Scientific Understanding
Just like you shouldn’t be seeing a doctor who thinks vaccines might cause autism, you shouldn’t be seeing a therapist who doesn’t understand the basics of scientific mental health treatment. There are a couple things I’ve learned to look out for here.
First, your therapist should be able to clearly tell you what styles of therapy they like to use. These should have names like “cognitive behavioral therapy” or “dialectical behavioral therapy”, and when you google them a trusted source like Wikipedia should list them as genuine evidence-based forms of therapy. This is important because not all therapy styles are created equal — when you test them head-to-head, “actual” therapy really is better than just talking to somebody about your feelings.
The phrase “biblical counseling” sometimes is used to refer to any counseling in a Christian setting, including proper therapy. But if your therapist can’t be more specific than that about what kinds of techniques they’ll be using, this is a real cause for concern. Phrases like “nouthetic counseling” or “conversion therapy” are huge red flags, and I would be concerned about a therapist who practices either of these actively harming me, even if they do other kinds of therapy too.

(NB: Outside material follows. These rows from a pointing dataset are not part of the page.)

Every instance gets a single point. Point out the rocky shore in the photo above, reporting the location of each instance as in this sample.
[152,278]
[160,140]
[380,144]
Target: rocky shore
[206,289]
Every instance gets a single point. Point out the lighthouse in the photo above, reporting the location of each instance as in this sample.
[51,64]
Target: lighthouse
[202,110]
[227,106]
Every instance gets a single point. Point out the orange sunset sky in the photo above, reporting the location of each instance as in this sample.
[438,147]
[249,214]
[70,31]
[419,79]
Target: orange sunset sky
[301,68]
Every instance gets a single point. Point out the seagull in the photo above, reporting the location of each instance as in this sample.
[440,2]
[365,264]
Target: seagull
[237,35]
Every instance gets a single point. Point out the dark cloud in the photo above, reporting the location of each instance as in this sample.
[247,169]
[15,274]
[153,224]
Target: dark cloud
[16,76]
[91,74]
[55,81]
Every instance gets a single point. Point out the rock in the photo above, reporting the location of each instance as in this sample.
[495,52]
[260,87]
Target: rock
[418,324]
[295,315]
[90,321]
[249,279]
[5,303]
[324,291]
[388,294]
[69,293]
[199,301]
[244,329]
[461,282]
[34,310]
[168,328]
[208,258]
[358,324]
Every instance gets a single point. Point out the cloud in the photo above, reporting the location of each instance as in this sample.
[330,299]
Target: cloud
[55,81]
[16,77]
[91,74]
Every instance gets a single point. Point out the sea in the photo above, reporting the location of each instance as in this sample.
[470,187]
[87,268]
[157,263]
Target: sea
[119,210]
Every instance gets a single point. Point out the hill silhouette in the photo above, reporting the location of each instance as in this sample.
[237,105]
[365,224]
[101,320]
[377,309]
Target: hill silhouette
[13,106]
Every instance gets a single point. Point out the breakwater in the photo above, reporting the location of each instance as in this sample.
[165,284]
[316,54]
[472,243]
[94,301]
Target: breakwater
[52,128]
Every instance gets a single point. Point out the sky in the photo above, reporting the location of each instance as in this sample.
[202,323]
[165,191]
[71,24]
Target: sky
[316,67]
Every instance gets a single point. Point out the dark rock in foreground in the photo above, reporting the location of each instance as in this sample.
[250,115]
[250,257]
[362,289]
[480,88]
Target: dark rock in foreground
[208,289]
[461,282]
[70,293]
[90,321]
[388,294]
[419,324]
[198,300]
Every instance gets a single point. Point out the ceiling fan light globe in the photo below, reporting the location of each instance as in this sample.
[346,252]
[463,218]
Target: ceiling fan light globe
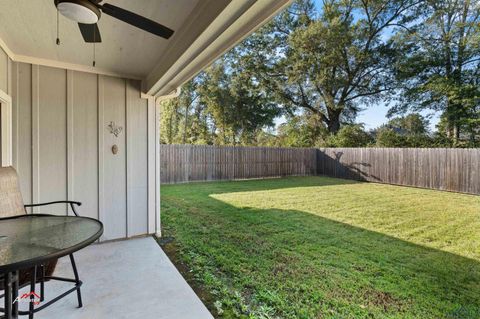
[79,11]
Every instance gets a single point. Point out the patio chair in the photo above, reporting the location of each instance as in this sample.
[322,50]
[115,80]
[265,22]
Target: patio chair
[11,204]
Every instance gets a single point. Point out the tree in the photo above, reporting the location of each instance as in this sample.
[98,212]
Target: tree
[350,136]
[326,64]
[407,131]
[439,67]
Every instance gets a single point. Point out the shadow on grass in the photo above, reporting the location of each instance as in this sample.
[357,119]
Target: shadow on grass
[252,185]
[294,264]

Second, almost every mental illness is best treated with a combination of medication and therapy. Unless your therapist is a doctor themselves, they should be encouraging you to speak to a psychiatrist to determine if psychiatric medication is right for you.

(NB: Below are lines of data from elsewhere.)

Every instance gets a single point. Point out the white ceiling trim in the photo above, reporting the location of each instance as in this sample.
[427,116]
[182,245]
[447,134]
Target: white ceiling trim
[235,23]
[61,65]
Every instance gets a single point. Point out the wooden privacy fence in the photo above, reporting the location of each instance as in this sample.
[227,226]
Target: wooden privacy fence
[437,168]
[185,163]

Sometimes you’ll hear people in counseling settings say things like “Well, I’m not opposed to medication, but…” and try to portray themselves as “nuanced.” This is a red flag. The evidence is indisputably clear that a combination of medication and therapy works better to treat most mental illnesses than either factor on its own. The only person who should be telling you medication is not the right choice for you is a professional psychiatrist.
Confidentiality
You have the right to a therapist who won’t violate your trust. In licensed professional settings there are strict rules, and if you’re seeing an unlicensed therapist (e.g. a biblical counselor) you should ask for a clear and explicit list of situations in which they would break your confidentiality.
Therapists are required to break confidentiality in a handful of well-defined situations: e.g. if you’re an immediate danger to yourself or others, if you mention abuse of certain protected classes (including children and the elderly, I think there are a few others), or if they’re required to hand over their notes by a court of law.
This can be fairly subjective, and it’s completely okay to ask your therapist to clarify parts of this, especially if you’re meeting them for the first time. I typically ask for clarification on what would count as being “an immediate danger to myself” — partly because I want to make sure it’s safe1 to talk about my suicidal ideation, and partly to judge whether the therapist has enough experience with suicidal ideation to have a thought-out answer to that question!
Your therapist might also ask you to sign statements allowing them to speak to other people about your treatment. I’ve signed statements like this to let my therapist and my psychiatrist communicate, and to let my therapists speak to other people who work at their clinic (e.g. for advice on how deal with something I’m struggling with.)
This is good practice as long as the people they ask to talk to are professionally relevant — I’m glad my therapist and psychiatrist are able to coordinate my care effectively and I don’t have to spend any time relaying messages back and forth between them. But if your therapist wants to break confidentiality for reasons that aren’t legally required and aren’t to coordinate mental health care, this is a huge huge HUGE red flag. Your therapist has no business talking to your boss or your school or your pastor under any circumstances. I have heard horror stories about therapists getting pastors involved to “invoke church discipline” and this is 100% unacceptable behavior on the part of both the therapist and the church — I would instantly leave a therapist or church who did this, even if it wasn’t to me.
Respect
When you are at a low point in your life it can be difficult to respect yourself, let alone to demand respect from an authority figure. This makes it particularly frustrating that there seems to be an entire class of therapists who believe in talking to mentally ill people as if they were children.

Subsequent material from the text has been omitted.